- Birgün
Petrol-İş Sendikası 27. Genel Kurulu 5-6 Eylül 2015 tarihinde toplanıyor. Petrol-İş Türkiye’nin en köklü sendikalarından, emek örgütlerinden biri. 1950’de kurulan Petrol-İş 65 yıl boyunca sendikal hareket içinde bir gelenek ve sendikal model yarattı. Mücadeleci, sendika içi demokrasiyi işleten, işverenler ve siyasi iktidarların müdahaleleri karşısında bağımsızlığını koruyan, dik durabilen bir gelenek ve model bu. Petrol-İş, Türk-İş’in “uslu” çizgisine hep karşı durmuş ve demokratik ve bağımsız sendikacılığı savunmuş nice greve, direnişe, eyleme ve işçi haklarına imza atmış bir örgüt.
Türk-İş içinde demokratik, bağımsız ve mücadeleci bir anlayışın yaygınlaşması için öncü adımlar atmış bir sendika Petrol-İş. Türk-İş üyesi sendikaların oluşturduğu Sendikal Güç Birliği Platformu’nun (SGBP) ana unsurlarından biri. Nitekim Petrol-İş Başkanı Mustafa Öztaşkın 2011 Türk-İş Genel Kurulu’nda AKP tarafından desteklenen Mustafa Kumlu’ya karşı aday oldu ancak seçilemedi. Türk-İş’teki “uslu” sendikacıların Petrol-İş’in ve Öztaşkın’ın bu demokrat ve bağımsız sendikacılık hattından rahatsız oldukları sır değil.
Petrol-İş, işçi ve ülke sorunları konusunda tok sesle konuşan bir sendika. Sendikaların büyük bölümü özelleştirmeler karşısında susarken Petrol-İş özelleştirmeye karşı her alanda mücadele verdi. Sendikaların ve siyasilerin neredeyse tamamı başını kuma sokarken ve savaş tamtamları çalarken, Petrol-İş barış ve çözüm için sözünü söyledi.

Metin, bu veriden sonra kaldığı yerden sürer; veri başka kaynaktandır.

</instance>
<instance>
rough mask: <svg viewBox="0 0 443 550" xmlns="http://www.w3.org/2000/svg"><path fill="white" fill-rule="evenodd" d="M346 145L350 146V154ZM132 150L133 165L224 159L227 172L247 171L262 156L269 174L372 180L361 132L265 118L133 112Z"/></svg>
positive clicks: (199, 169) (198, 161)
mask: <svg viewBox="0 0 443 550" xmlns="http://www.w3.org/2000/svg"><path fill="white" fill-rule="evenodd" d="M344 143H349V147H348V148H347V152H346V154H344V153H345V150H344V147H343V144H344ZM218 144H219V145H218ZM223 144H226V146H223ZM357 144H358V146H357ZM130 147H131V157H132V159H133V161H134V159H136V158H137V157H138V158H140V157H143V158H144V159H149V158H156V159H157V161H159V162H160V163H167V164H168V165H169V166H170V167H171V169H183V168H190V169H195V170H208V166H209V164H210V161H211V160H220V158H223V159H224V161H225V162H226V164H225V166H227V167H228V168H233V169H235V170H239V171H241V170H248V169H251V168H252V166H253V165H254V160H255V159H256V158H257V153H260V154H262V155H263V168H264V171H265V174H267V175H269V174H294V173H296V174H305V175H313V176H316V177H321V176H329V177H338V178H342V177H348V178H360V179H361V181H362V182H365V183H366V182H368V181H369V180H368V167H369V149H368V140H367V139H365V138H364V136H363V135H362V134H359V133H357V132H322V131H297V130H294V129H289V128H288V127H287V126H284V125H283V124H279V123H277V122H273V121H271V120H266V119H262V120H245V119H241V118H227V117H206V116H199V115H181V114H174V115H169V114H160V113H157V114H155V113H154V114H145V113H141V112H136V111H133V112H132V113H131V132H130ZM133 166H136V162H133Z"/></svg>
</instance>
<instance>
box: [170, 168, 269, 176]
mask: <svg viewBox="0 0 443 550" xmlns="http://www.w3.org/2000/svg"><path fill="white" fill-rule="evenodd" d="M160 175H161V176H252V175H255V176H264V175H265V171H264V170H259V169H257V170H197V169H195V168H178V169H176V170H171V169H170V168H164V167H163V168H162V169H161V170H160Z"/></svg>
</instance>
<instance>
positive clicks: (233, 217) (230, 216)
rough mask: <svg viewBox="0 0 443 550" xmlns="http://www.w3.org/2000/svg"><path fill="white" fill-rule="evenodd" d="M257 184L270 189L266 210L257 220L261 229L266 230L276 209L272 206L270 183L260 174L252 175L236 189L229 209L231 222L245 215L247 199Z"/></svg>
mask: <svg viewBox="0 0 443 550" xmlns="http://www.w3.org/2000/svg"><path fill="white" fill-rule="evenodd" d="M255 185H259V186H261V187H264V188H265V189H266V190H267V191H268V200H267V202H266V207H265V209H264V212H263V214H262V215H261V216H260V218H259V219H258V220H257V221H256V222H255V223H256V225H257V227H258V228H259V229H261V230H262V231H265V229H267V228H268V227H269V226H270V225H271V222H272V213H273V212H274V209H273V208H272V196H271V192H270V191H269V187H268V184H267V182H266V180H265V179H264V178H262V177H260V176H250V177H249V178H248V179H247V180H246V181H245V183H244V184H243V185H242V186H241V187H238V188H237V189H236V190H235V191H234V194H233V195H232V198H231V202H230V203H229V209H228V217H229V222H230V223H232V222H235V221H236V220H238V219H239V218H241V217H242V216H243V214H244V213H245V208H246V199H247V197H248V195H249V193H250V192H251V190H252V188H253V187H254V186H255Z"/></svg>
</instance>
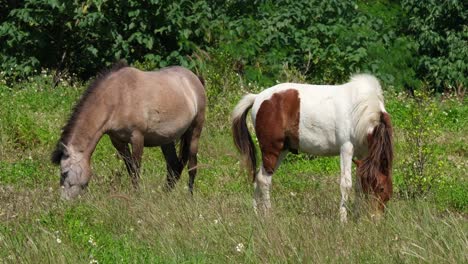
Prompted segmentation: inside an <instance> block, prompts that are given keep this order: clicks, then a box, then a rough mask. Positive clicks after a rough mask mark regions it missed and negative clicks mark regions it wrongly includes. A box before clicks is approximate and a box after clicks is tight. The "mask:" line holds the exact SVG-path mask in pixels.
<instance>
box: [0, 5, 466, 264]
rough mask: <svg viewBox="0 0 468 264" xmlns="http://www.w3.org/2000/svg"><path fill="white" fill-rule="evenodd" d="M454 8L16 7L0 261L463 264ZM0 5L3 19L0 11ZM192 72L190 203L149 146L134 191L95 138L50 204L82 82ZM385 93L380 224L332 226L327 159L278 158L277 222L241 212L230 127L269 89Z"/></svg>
mask: <svg viewBox="0 0 468 264" xmlns="http://www.w3.org/2000/svg"><path fill="white" fill-rule="evenodd" d="M465 2H466V1H444V2H439V1H426V2H425V4H424V5H421V4H420V2H419V1H405V0H402V1H384V0H382V1H333V0H332V1H241V0H235V1H226V2H224V3H223V2H220V1H208V0H206V1H157V0H154V1H145V2H144V3H143V2H141V1H132V0H129V1H96V0H92V1H91V0H90V1H85V2H82V1H81V2H79V1H53V0H47V1H36V0H30V1H16V0H9V1H6V2H5V1H4V2H1V3H0V68H1V72H0V99H1V100H0V223H1V224H0V262H2V263H3V262H6V263H18V262H34V263H37V262H39V263H42V262H49V263H50V262H52V263H64V262H65V263H77V262H79V263H96V262H101V263H116V262H119V263H129V262H138V263H140V262H151V263H168V262H171V263H180V262H188V263H205V262H209V263H220V262H235V263H258V262H317V263H324V262H326V263H330V262H331V263H342V262H345V261H346V262H359V263H361V262H363V263H395V262H396V263H414V262H418V263H419V262H430V263H464V262H468V254H467V252H466V248H468V236H467V230H468V222H467V214H468V211H467V210H468V206H467V205H468V179H467V177H466V175H467V169H468V164H467V156H468V155H467V154H468V150H467V145H466V142H467V140H468V139H467V135H468V133H467V132H468V131H467V127H468V124H467V121H468V118H467V117H468V104H466V99H465V98H464V96H463V95H464V91H465V89H466V85H467V79H466V76H467V66H466V65H467V63H468V60H467V56H468V55H467V54H468V51H467V45H466V44H467V43H466V42H467V30H468V29H467V26H466V25H467V24H468V23H466V22H467V21H466V20H467V10H468V8H467V6H466V5H467V4H466V3H465ZM2 5H3V6H2ZM120 58H124V59H127V60H128V61H129V62H130V63H132V64H133V65H135V66H137V67H139V68H141V69H154V68H159V67H163V66H166V65H170V64H182V65H185V66H187V67H190V68H192V69H193V70H194V71H197V72H198V73H200V74H201V75H203V76H204V77H205V79H206V83H207V87H206V89H207V93H208V96H209V109H208V114H207V115H208V116H207V124H206V126H205V129H204V132H203V135H202V139H201V150H200V154H199V160H200V163H201V165H200V168H199V174H198V177H197V180H196V184H195V188H196V191H195V194H194V197H193V198H191V197H189V196H188V191H187V189H186V187H185V183H186V181H187V178H188V177H187V175H186V172H184V175H183V177H182V180H181V182H180V183H179V184H178V185H177V188H176V190H175V191H174V192H173V193H170V194H166V193H164V192H162V191H161V186H162V185H163V184H164V182H165V165H164V163H163V158H162V154H161V151H160V150H159V149H145V153H144V156H143V175H142V183H141V187H142V188H141V190H139V191H138V192H135V191H134V190H133V189H132V188H131V186H130V184H129V183H130V180H129V178H128V176H127V174H126V171H125V169H124V165H123V163H122V162H121V161H120V160H118V159H117V157H116V153H115V151H114V149H113V148H112V146H111V144H110V142H109V140H108V138H107V137H103V139H102V140H101V142H100V143H99V145H98V147H97V149H96V152H95V153H94V155H93V159H92V164H93V172H94V176H93V179H92V180H91V182H90V186H89V191H88V192H87V193H86V194H85V195H84V196H83V197H82V198H80V199H78V200H76V201H74V202H63V201H61V200H60V199H59V197H58V182H59V174H58V168H57V167H55V166H53V165H52V164H51V163H50V162H49V153H50V152H51V151H52V149H53V147H54V146H55V143H56V140H57V139H58V138H59V136H60V128H61V127H62V126H63V125H64V124H65V122H66V120H67V118H68V115H69V113H70V111H71V109H72V107H73V104H74V102H76V100H78V98H79V96H80V94H81V93H82V92H83V90H84V89H85V88H86V85H87V83H88V79H89V78H91V77H92V76H94V75H96V73H97V72H98V71H100V70H101V69H102V68H105V67H107V66H109V65H110V64H112V63H113V62H114V61H116V60H117V59H120ZM362 71H365V72H370V73H373V74H376V75H377V76H378V77H379V78H380V79H381V80H382V82H383V84H384V89H385V98H386V108H387V110H388V111H389V112H390V113H391V115H392V121H393V123H394V126H395V142H396V146H395V147H396V161H395V168H394V184H395V195H394V197H393V199H392V200H391V202H390V203H389V208H388V210H387V214H386V216H385V218H384V219H383V220H382V221H380V222H373V221H372V219H371V218H369V217H368V216H367V215H366V213H365V211H362V212H361V213H360V214H358V213H356V212H355V211H354V208H353V204H352V203H351V207H350V210H351V213H352V217H351V221H350V222H349V223H347V224H345V225H342V224H341V223H339V220H338V219H339V217H338V204H339V197H340V196H339V184H338V183H339V179H338V175H339V160H338V158H336V157H335V158H317V157H310V156H308V155H304V154H300V155H289V156H288V157H287V158H286V160H285V161H284V162H283V164H282V166H281V167H280V169H279V170H278V173H277V174H275V176H274V180H273V181H274V183H273V193H272V194H273V203H274V214H273V215H272V216H271V217H269V218H258V217H257V216H256V215H255V214H254V213H253V211H252V207H251V198H252V188H251V185H250V180H249V177H248V176H247V175H246V174H245V172H244V171H243V170H242V169H241V168H240V164H239V159H238V154H237V152H236V151H235V148H234V146H233V144H231V143H230V142H232V139H231V135H230V124H229V121H230V120H229V116H230V111H231V110H232V108H233V106H234V105H235V103H236V102H237V101H238V100H239V99H240V97H241V96H242V95H243V94H245V93H246V92H259V91H260V90H262V89H264V88H265V87H267V86H269V85H272V84H274V83H276V82H283V81H296V82H315V83H340V82H343V81H346V80H347V79H348V78H349V75H350V74H352V73H355V72H362Z"/></svg>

Petrol-İş örgütlenmeyi önemseyen bir sendika. Türkiye’de ilk “sendikalı ol” kampanyasına imza attı. Nitekim giderek büyüyen sendikalardan biri haline geldi. Üye sayısını sadece son iki yılda yüzde 30 artırdı. En çok eğitim ve yayın yapan sendikalardan biri. Kadın dergisi olan tek sendika. Petrol-İş yıllıkları ve yayınları çalışma hayatının en önemli başvuru kaynakları arasında...

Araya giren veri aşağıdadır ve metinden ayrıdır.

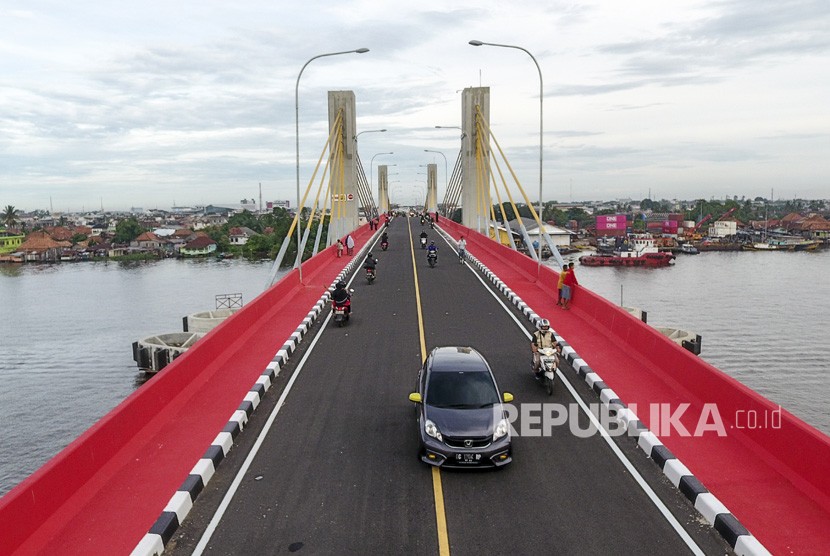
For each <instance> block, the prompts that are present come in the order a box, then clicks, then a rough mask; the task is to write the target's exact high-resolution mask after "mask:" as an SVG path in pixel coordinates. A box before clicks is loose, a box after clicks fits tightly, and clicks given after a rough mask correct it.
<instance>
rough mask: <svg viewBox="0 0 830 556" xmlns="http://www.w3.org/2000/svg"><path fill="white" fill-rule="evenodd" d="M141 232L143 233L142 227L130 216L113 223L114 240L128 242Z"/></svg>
mask: <svg viewBox="0 0 830 556" xmlns="http://www.w3.org/2000/svg"><path fill="white" fill-rule="evenodd" d="M142 233H144V228H142V227H141V224H139V223H138V220H137V219H136V218H135V217H134V216H132V217H130V218H126V219H124V220H122V221H121V222H119V223H118V224H116V225H115V242H116V243H129V242H131V241H132V240H134V239H135V238H137V237H138V236H140V235H141V234H142Z"/></svg>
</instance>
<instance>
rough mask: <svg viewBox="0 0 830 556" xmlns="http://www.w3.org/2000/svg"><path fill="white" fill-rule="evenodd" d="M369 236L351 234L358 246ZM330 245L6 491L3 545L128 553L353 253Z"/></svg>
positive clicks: (2, 533) (41, 553) (257, 298)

Petrol-İş sendikal harekette mücadeleci, demokrat ve bağımsız sendikacılığın simgelerinden biri. Önümüzdeki günlerde yapılacak Petrol-İş Genel Kurulunun oldukça hareketli olacağı anlaşılıyor. Petrol-İş Başkanı Mustafa Öztaşkın’ın karşısında sendikanın Genel Sekreteri Ali Ufuk Yaşar’ın genel başkan adayı olduğu bir liste çıkıyor. Yaşar sendikal çevrelerde AKP’li kimliği ile biliniyor. İşin ilginç yanı ise HDP’den belediye başkan aday adayı da olan Batman şube başkanının bu listeye girmesi ve desteklemesi!
Türkiye’de sendikal seçimler tuhaftır. Bu seçimlerde alternatif politika ve ilkeler değil kişiler yarışır. Adayların ortaya bir program koyduğu pek görülmez. Görebildiğimiz kadarıyla Petrol-İş’te Öztaşkın’a karşı ortaya çıkan listenin de böyle bir programı yok. Ortada Petrol-İş’in bugüne kadar yürüttüğü politikaları aşmayı hedefleyen, daha mücadeleci, siyasi iktidar ve işveren karşısında daha bağımsız, emek ve barış temelli bir program olsa amenna. Ama ortada günü birlik çekişmeler, makam-mevki paylaşımları dışında dişe dokunur bir şeyler olduğunu söylemek zor. Sendikal hareket yerlerde sürünürken, görece başarılı, demokrat, bağımsız ve mücadeleci bir hat izleyen Petrol-İş ciddi bir kavşakta.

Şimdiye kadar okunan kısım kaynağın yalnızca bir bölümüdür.